Chittaranjan Das (5 November 1870 – 16 June 1925), popularly called Deshbandhu (Friend of the Nation), was an Indian freedom fighter, political activist and lawyer during the Indian Independence Movement and founder-leader of the Swaraj Party in undivided Bengal during the period of British Colonial rule in India. His name is abbreviated as C. R. Das. He was closely associated with a number of literary societies and wrote poems, apart from numerous articles and essays.

Early life

Chittaranjan Das was born in Bikrampur in a well known Baidya"Das"family in the village named "Telirbagh" which is situated in present-day Tongibari upozila of Munshiganj (Bikrampur) district of Bangladesh on 5 November 1870


Das family were members of Brahmo Samaj. Chittaranjan was the son of Bhuban Mohan Das, and nephew of the Brahmo social reformer Durga Mohan Das. His father was a solicitor and a journalist who edited the English church weekly, The Brahmo Public Opinion. Some of his cousins were Atul Prasad Sen, Satya Ranjan Das, Satish Ranjan Das, Sudhi Ranjan Das, Sarala Roy and Lady Abala Bose. His eldest grandson was Siddhartha Shankar Ray and his grand daughter is Justice Manjula Bose.
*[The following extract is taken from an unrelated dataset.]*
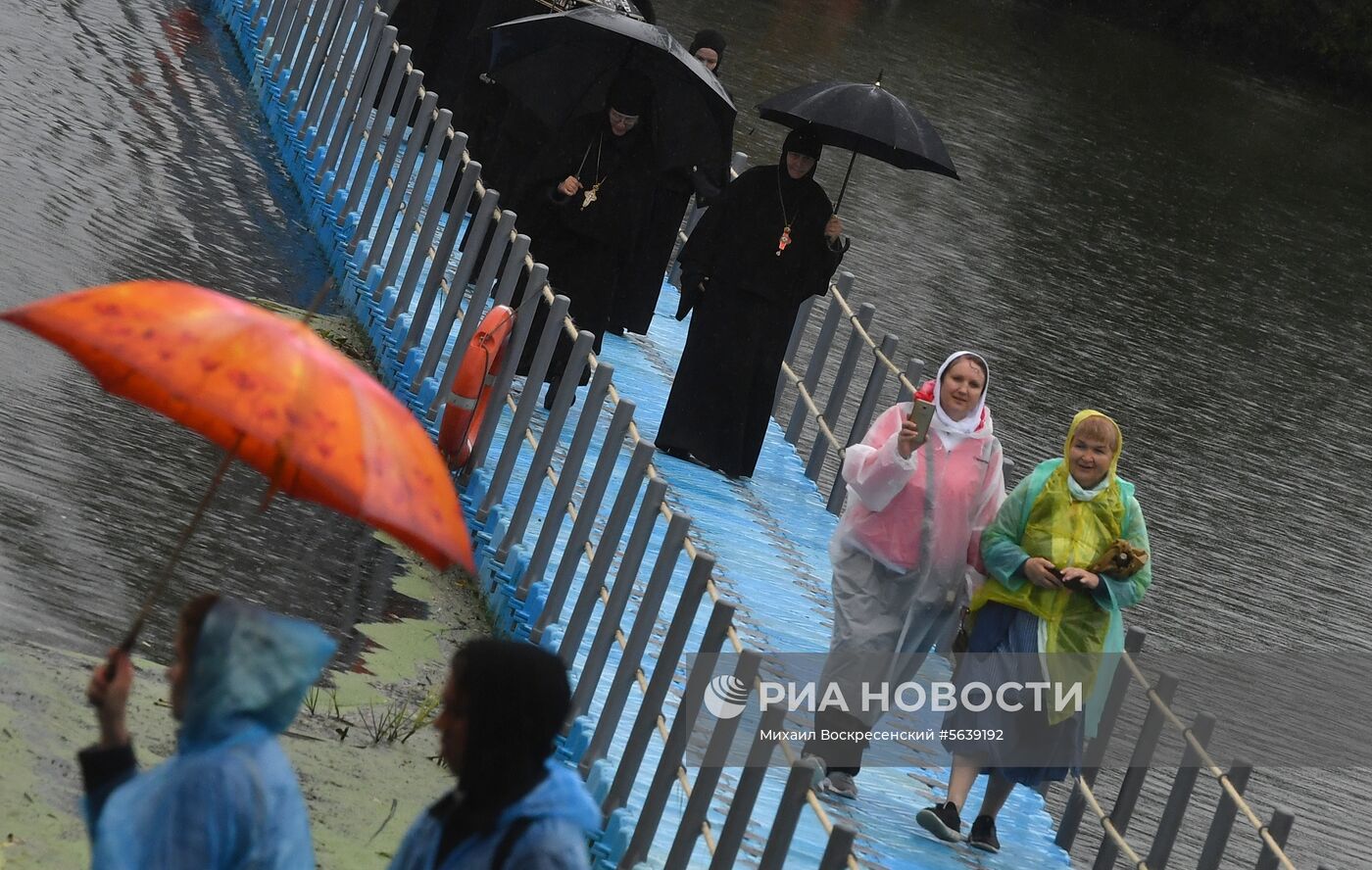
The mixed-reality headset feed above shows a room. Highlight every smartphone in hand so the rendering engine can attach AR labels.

He married Basanti Devi (1880–1974) and had three children, Aparna Devi (1898–1972), Chiraranjan Das (1899–1928) and Kalyani Devi (1902–1983).


Middle Temple by Thomas Shepherd c.1830
Middle Temple – A sketch by Thomas Shepherd; c.1830

The Das family of Durga Mohan was a family of lawyers. Durga Mohan's eldest son Satya Ranjan matriculated at Emmanuel College, Cambridge and was at Middle Temple during 1883–1886, followed by Chitta Ranjan Das, Durga Mohan's brother's son, during 1890–1894. Satish Ranjan Das (1891–1894), Jyotish Ranjan Das and Atul Prasad Sen (1892–1895) followed suit.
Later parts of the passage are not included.